Tax Analysts Blog

Camp's 'Territorial' Proposal . . . In Three Paragraphs

Posted on Oct 26, 2011
The proposal would eventually eliminate U.S. tax on foreign source income from active business. But the exemption would be limited to 95 percent of foreign profits. (The five percent "haircut" that the Japanese have but the British don't is meant to be a rough-justice substitute for rules to limit the allocation of interest deductions to domestic taxable profits.) There would be anti-abuse rules to prevent excess domestic debt from sheltering U.S. profits from tax. There would be anti-shifting rules--perhaps like those proposed by President Obama(!)--to prevent the most egregious types of profit shifting to tax havens. Foreign affiliates now operating as branches would no longer be able to deduct losses against U.S. income. On the plus side for multinationals: income from intangible assets would retain some sort of favorable tax treatment even though it should be eliminated under a pure territorial system.

Multinationals wanted the option of repatriating approximately $1 trillion of foreign profits at a 5.25 percent rate. Under the Camp proposal, the repatriation would in effect be mandatory. This is a novel idea. It is a little gimmicky, but it will be real pain for some multinationals. This transition rule, along with exemption for future profits, eliminates the lock-out effect. Any international reform worth doing must eliminate the lock-out effect.
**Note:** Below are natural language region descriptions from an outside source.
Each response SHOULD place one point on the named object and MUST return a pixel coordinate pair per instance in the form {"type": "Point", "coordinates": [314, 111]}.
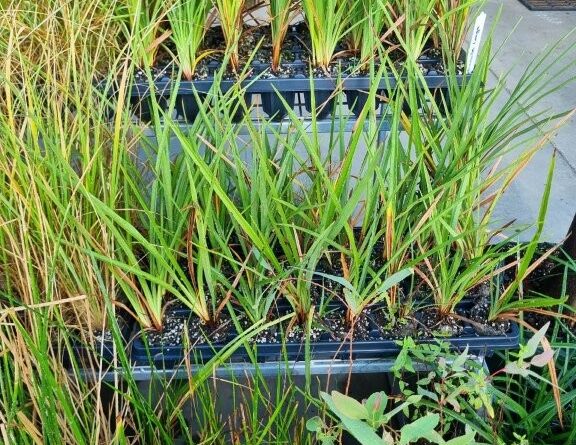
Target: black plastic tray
{"type": "Point", "coordinates": [261, 82]}
{"type": "Point", "coordinates": [165, 357]}
{"type": "Point", "coordinates": [84, 353]}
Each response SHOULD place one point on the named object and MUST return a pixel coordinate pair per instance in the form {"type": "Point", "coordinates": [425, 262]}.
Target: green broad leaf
{"type": "Point", "coordinates": [466, 439]}
{"type": "Point", "coordinates": [429, 394]}
{"type": "Point", "coordinates": [315, 424]}
{"type": "Point", "coordinates": [532, 345]}
{"type": "Point", "coordinates": [362, 432]}
{"type": "Point", "coordinates": [376, 404]}
{"type": "Point", "coordinates": [395, 279]}
{"type": "Point", "coordinates": [349, 407]}
{"type": "Point", "coordinates": [460, 361]}
{"type": "Point", "coordinates": [516, 369]}
{"type": "Point", "coordinates": [422, 428]}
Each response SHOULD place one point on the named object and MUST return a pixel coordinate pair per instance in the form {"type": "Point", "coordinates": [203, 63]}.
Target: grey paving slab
{"type": "Point", "coordinates": [521, 35]}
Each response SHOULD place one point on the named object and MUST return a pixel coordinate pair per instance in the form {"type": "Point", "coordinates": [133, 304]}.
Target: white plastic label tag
{"type": "Point", "coordinates": [475, 42]}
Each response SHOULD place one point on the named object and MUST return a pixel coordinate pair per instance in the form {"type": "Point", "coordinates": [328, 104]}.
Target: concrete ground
{"type": "Point", "coordinates": [524, 34]}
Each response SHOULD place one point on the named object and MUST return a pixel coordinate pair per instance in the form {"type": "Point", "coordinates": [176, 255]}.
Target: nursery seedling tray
{"type": "Point", "coordinates": [323, 349]}
{"type": "Point", "coordinates": [103, 350]}
{"type": "Point", "coordinates": [289, 87]}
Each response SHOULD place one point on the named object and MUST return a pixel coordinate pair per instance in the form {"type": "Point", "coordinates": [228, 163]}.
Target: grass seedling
{"type": "Point", "coordinates": [328, 23]}
{"type": "Point", "coordinates": [231, 15]}
{"type": "Point", "coordinates": [188, 21]}
{"type": "Point", "coordinates": [282, 13]}
{"type": "Point", "coordinates": [452, 24]}
{"type": "Point", "coordinates": [364, 39]}
{"type": "Point", "coordinates": [142, 21]}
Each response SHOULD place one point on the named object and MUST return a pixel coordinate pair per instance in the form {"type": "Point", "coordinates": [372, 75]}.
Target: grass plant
{"type": "Point", "coordinates": [328, 22]}
{"type": "Point", "coordinates": [142, 23]}
{"type": "Point", "coordinates": [231, 16]}
{"type": "Point", "coordinates": [100, 216]}
{"type": "Point", "coordinates": [188, 22]}
{"type": "Point", "coordinates": [282, 13]}
{"type": "Point", "coordinates": [364, 39]}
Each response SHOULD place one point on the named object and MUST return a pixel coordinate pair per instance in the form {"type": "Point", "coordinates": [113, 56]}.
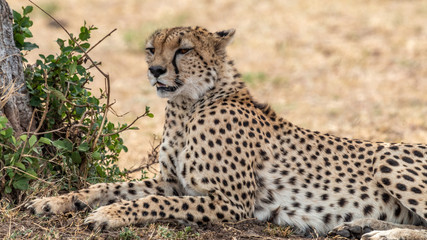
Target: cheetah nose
{"type": "Point", "coordinates": [157, 71]}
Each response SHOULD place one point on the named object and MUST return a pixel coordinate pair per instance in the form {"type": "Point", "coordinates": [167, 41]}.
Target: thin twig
{"type": "Point", "coordinates": [96, 44]}
{"type": "Point", "coordinates": [107, 77]}
{"type": "Point", "coordinates": [11, 55]}
{"type": "Point", "coordinates": [127, 127]}
{"type": "Point", "coordinates": [46, 105]}
{"type": "Point", "coordinates": [31, 175]}
{"type": "Point", "coordinates": [51, 131]}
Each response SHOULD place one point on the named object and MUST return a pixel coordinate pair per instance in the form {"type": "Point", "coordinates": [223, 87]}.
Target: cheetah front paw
{"type": "Point", "coordinates": [352, 230]}
{"type": "Point", "coordinates": [107, 217]}
{"type": "Point", "coordinates": [396, 233]}
{"type": "Point", "coordinates": [55, 205]}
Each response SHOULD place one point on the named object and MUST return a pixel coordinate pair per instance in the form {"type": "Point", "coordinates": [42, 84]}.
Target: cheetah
{"type": "Point", "coordinates": [225, 157]}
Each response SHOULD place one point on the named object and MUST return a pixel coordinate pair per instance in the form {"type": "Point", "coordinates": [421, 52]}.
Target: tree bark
{"type": "Point", "coordinates": [14, 102]}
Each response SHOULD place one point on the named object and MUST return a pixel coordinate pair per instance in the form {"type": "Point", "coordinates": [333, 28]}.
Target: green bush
{"type": "Point", "coordinates": [72, 144]}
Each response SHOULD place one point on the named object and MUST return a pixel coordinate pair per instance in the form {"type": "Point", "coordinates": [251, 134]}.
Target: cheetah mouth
{"type": "Point", "coordinates": [163, 87]}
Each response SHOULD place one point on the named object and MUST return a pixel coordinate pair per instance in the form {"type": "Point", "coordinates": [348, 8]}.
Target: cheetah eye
{"type": "Point", "coordinates": [183, 50]}
{"type": "Point", "coordinates": [151, 50]}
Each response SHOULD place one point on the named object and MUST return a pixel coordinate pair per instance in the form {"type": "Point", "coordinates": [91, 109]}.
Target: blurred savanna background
{"type": "Point", "coordinates": [351, 68]}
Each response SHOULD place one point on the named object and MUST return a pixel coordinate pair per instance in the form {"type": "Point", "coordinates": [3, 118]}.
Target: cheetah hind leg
{"type": "Point", "coordinates": [373, 229]}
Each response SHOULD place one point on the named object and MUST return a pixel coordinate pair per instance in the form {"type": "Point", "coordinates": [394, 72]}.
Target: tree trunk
{"type": "Point", "coordinates": [14, 98]}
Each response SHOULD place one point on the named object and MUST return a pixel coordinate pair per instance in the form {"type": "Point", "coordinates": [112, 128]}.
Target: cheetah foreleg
{"type": "Point", "coordinates": [199, 209]}
{"type": "Point", "coordinates": [365, 226]}
{"type": "Point", "coordinates": [98, 195]}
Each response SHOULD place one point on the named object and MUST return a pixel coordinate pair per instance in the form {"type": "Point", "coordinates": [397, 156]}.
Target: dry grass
{"type": "Point", "coordinates": [351, 68]}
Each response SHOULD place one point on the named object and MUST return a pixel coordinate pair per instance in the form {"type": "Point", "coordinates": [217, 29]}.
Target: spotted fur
{"type": "Point", "coordinates": [225, 157]}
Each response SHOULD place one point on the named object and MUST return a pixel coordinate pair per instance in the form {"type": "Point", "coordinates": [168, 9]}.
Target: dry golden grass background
{"type": "Point", "coordinates": [351, 68]}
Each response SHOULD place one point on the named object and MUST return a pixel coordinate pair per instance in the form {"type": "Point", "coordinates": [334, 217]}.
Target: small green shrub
{"type": "Point", "coordinates": [73, 143]}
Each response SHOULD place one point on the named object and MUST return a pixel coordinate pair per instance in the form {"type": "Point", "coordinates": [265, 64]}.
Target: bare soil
{"type": "Point", "coordinates": [23, 225]}
{"type": "Point", "coordinates": [351, 68]}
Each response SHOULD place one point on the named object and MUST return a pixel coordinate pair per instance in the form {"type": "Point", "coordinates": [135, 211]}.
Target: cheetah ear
{"type": "Point", "coordinates": [223, 38]}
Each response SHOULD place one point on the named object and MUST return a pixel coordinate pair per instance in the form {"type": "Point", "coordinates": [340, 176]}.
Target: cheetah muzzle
{"type": "Point", "coordinates": [225, 157]}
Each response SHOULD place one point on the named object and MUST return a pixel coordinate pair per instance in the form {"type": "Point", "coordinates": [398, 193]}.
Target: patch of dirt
{"type": "Point", "coordinates": [22, 225]}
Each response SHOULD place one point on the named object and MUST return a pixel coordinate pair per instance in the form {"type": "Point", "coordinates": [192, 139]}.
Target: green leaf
{"type": "Point", "coordinates": [19, 38]}
{"type": "Point", "coordinates": [33, 174]}
{"type": "Point", "coordinates": [28, 9]}
{"type": "Point", "coordinates": [45, 140]}
{"type": "Point", "coordinates": [83, 147]}
{"type": "Point", "coordinates": [3, 120]}
{"type": "Point", "coordinates": [16, 16]}
{"type": "Point", "coordinates": [20, 165]}
{"type": "Point", "coordinates": [96, 155]}
{"type": "Point", "coordinates": [63, 145]}
{"type": "Point", "coordinates": [73, 68]}
{"type": "Point", "coordinates": [29, 46]}
{"type": "Point", "coordinates": [23, 137]}
{"type": "Point", "coordinates": [57, 93]}
{"type": "Point", "coordinates": [21, 184]}
{"type": "Point", "coordinates": [84, 33]}
{"type": "Point", "coordinates": [33, 140]}
{"type": "Point", "coordinates": [8, 133]}
{"type": "Point", "coordinates": [76, 157]}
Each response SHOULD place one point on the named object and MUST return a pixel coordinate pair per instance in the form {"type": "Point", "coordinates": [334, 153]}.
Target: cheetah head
{"type": "Point", "coordinates": [183, 61]}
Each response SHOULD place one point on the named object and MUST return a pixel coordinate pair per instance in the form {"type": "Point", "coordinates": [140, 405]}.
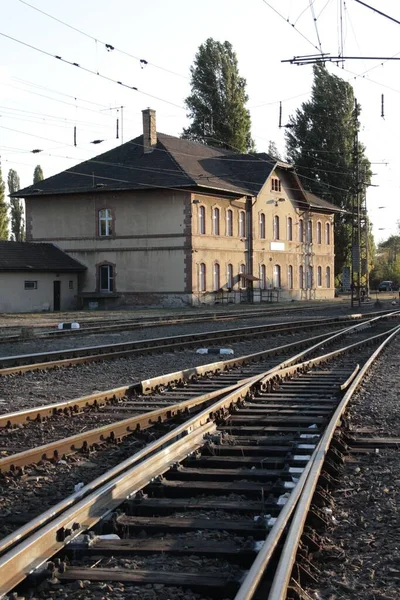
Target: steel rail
{"type": "Point", "coordinates": [57, 358]}
{"type": "Point", "coordinates": [46, 541]}
{"type": "Point", "coordinates": [91, 326]}
{"type": "Point", "coordinates": [147, 386]}
{"type": "Point", "coordinates": [119, 429]}
{"type": "Point", "coordinates": [302, 493]}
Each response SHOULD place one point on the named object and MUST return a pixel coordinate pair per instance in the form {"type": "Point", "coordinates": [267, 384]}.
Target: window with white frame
{"type": "Point", "coordinates": [319, 232]}
{"type": "Point", "coordinates": [290, 229]}
{"type": "Point", "coordinates": [328, 277]}
{"type": "Point", "coordinates": [242, 273]}
{"type": "Point", "coordinates": [310, 277]}
{"type": "Point", "coordinates": [301, 230]}
{"type": "Point", "coordinates": [262, 226]}
{"type": "Point", "coordinates": [277, 276]}
{"type": "Point", "coordinates": [229, 223]}
{"type": "Point", "coordinates": [105, 222]}
{"type": "Point", "coordinates": [216, 221]}
{"type": "Point", "coordinates": [309, 231]}
{"type": "Point", "coordinates": [202, 277]}
{"type": "Point", "coordinates": [263, 277]}
{"type": "Point", "coordinates": [275, 185]}
{"type": "Point", "coordinates": [319, 276]}
{"type": "Point", "coordinates": [216, 277]}
{"type": "Point", "coordinates": [202, 220]}
{"type": "Point", "coordinates": [229, 276]}
{"type": "Point", "coordinates": [106, 278]}
{"type": "Point", "coordinates": [327, 234]}
{"type": "Point", "coordinates": [242, 223]}
{"type": "Point", "coordinates": [301, 277]}
{"type": "Point", "coordinates": [276, 227]}
{"type": "Point", "coordinates": [290, 277]}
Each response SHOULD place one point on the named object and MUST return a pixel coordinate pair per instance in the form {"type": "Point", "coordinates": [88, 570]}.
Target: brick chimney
{"type": "Point", "coordinates": [149, 130]}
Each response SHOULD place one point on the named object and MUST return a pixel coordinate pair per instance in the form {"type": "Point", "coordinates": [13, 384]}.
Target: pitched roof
{"type": "Point", "coordinates": [321, 204]}
{"type": "Point", "coordinates": [27, 256]}
{"type": "Point", "coordinates": [174, 163]}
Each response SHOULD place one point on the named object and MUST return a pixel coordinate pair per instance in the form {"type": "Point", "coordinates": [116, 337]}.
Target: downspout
{"type": "Point", "coordinates": [249, 246]}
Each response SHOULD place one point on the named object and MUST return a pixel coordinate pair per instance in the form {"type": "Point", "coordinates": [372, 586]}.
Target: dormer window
{"type": "Point", "coordinates": [275, 185]}
{"type": "Point", "coordinates": [105, 222]}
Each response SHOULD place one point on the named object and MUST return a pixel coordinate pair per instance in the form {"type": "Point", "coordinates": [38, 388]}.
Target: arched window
{"type": "Point", "coordinates": [301, 230]}
{"type": "Point", "coordinates": [202, 277]}
{"type": "Point", "coordinates": [229, 276]}
{"type": "Point", "coordinates": [327, 234]}
{"type": "Point", "coordinates": [319, 276]}
{"type": "Point", "coordinates": [319, 234]}
{"type": "Point", "coordinates": [290, 229]}
{"type": "Point", "coordinates": [105, 222]}
{"type": "Point", "coordinates": [216, 221]}
{"type": "Point", "coordinates": [262, 226]}
{"type": "Point", "coordinates": [276, 228]}
{"type": "Point", "coordinates": [290, 277]}
{"type": "Point", "coordinates": [277, 276]}
{"type": "Point", "coordinates": [328, 277]}
{"type": "Point", "coordinates": [310, 277]}
{"type": "Point", "coordinates": [242, 272]}
{"type": "Point", "coordinates": [229, 223]}
{"type": "Point", "coordinates": [202, 220]}
{"type": "Point", "coordinates": [301, 277]}
{"type": "Point", "coordinates": [309, 231]}
{"type": "Point", "coordinates": [263, 277]}
{"type": "Point", "coordinates": [216, 277]}
{"type": "Point", "coordinates": [242, 224]}
{"type": "Point", "coordinates": [106, 278]}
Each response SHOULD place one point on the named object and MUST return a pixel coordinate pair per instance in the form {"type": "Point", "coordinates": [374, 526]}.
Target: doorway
{"type": "Point", "coordinates": [56, 295]}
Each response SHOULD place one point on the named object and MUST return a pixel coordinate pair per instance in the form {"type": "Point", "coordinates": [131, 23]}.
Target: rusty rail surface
{"type": "Point", "coordinates": [67, 357]}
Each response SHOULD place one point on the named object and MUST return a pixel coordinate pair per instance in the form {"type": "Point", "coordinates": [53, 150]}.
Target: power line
{"type": "Point", "coordinates": [109, 47]}
{"type": "Point", "coordinates": [87, 70]}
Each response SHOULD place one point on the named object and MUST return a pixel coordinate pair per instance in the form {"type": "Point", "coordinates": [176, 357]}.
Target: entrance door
{"type": "Point", "coordinates": [56, 295]}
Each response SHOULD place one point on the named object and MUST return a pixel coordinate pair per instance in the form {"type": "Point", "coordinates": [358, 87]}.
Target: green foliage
{"type": "Point", "coordinates": [217, 101]}
{"type": "Point", "coordinates": [38, 174]}
{"type": "Point", "coordinates": [16, 208]}
{"type": "Point", "coordinates": [387, 262]}
{"type": "Point", "coordinates": [3, 211]}
{"type": "Point", "coordinates": [320, 143]}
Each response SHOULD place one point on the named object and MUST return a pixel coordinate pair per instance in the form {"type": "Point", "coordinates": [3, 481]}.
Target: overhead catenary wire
{"type": "Point", "coordinates": [87, 70]}
{"type": "Point", "coordinates": [109, 47]}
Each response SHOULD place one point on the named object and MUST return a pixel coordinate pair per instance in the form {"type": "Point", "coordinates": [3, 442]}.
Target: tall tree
{"type": "Point", "coordinates": [38, 174]}
{"type": "Point", "coordinates": [320, 143]}
{"type": "Point", "coordinates": [3, 211]}
{"type": "Point", "coordinates": [217, 101]}
{"type": "Point", "coordinates": [16, 208]}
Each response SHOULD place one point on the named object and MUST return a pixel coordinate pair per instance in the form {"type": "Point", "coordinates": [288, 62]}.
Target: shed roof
{"type": "Point", "coordinates": [27, 256]}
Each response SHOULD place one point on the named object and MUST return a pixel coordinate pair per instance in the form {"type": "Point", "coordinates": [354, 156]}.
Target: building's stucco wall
{"type": "Point", "coordinates": [14, 298]}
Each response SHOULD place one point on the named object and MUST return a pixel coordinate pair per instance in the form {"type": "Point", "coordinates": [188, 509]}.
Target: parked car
{"type": "Point", "coordinates": [385, 286]}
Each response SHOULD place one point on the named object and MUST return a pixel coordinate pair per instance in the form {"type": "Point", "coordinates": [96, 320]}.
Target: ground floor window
{"type": "Point", "coordinates": [106, 278]}
{"type": "Point", "coordinates": [202, 277]}
{"type": "Point", "coordinates": [277, 276]}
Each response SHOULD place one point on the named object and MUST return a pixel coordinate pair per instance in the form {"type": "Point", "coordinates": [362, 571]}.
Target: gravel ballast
{"type": "Point", "coordinates": [360, 557]}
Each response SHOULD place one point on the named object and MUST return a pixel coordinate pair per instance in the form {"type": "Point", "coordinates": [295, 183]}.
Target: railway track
{"type": "Point", "coordinates": [68, 357]}
{"type": "Point", "coordinates": [93, 326]}
{"type": "Point", "coordinates": [213, 495]}
{"type": "Point", "coordinates": [113, 414]}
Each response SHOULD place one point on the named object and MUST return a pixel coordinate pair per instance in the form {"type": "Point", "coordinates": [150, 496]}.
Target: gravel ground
{"type": "Point", "coordinates": [44, 387]}
{"type": "Point", "coordinates": [56, 343]}
{"type": "Point", "coordinates": [361, 553]}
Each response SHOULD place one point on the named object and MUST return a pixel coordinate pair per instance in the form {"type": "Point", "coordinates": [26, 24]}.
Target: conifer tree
{"type": "Point", "coordinates": [217, 103]}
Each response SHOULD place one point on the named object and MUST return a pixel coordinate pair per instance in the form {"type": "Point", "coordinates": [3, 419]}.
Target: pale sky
{"type": "Point", "coordinates": [42, 98]}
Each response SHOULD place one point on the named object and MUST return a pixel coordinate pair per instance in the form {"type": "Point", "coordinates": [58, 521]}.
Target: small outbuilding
{"type": "Point", "coordinates": [36, 277]}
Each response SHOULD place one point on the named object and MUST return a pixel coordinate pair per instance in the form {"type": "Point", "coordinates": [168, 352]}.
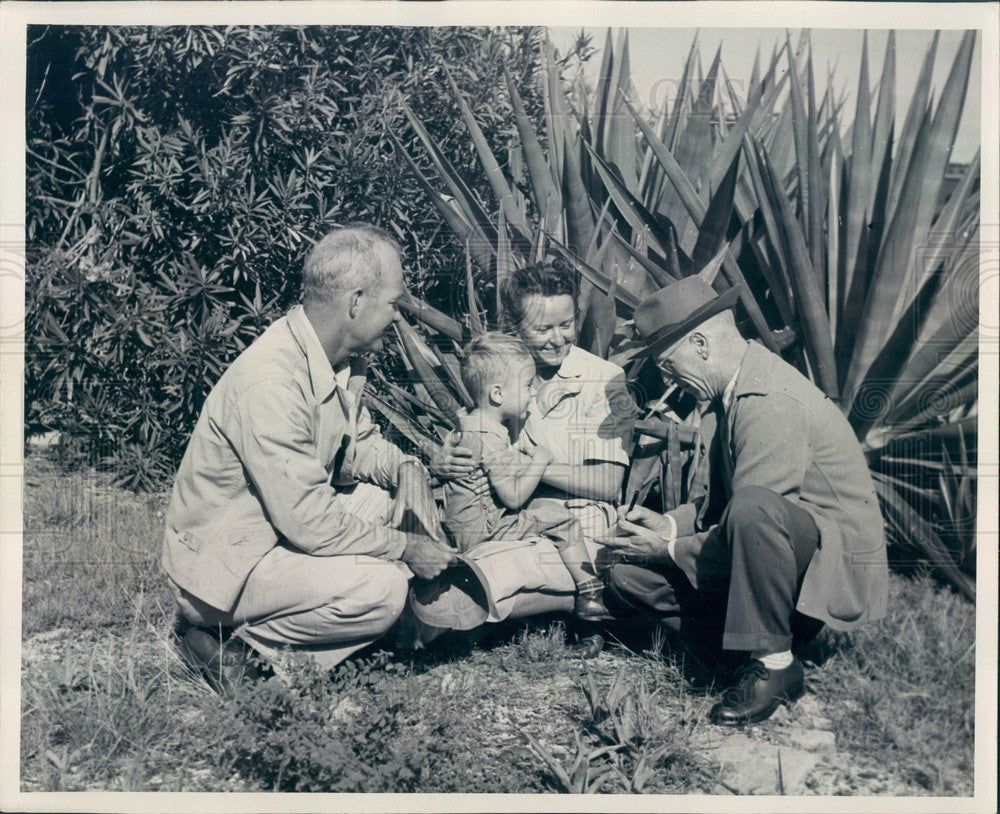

The supporting documents released to the public today do not include or mention any official revenue estimate from the Joint Committee on Taxation. A vague claim of revenue neutrality is repeated many times, but validity of the claim is doubtful. First of all, a lot of blanks have to be filled in later. Second, why would businesses applaud a massive restructuring that left them on net with no tax cut and sowed discord by creating winners and losers inside the coalition? Third, in an unjustified leap of legislative faith, Camp assumes we already have a 25 percent corporate tax rate (although he has not the courage to specify how he would pay for it). Moving to a territorial system is less costly if your starting point is a fantasy world where the corporate rate is already 25 percent. Only down in the rabbit hole and in DC!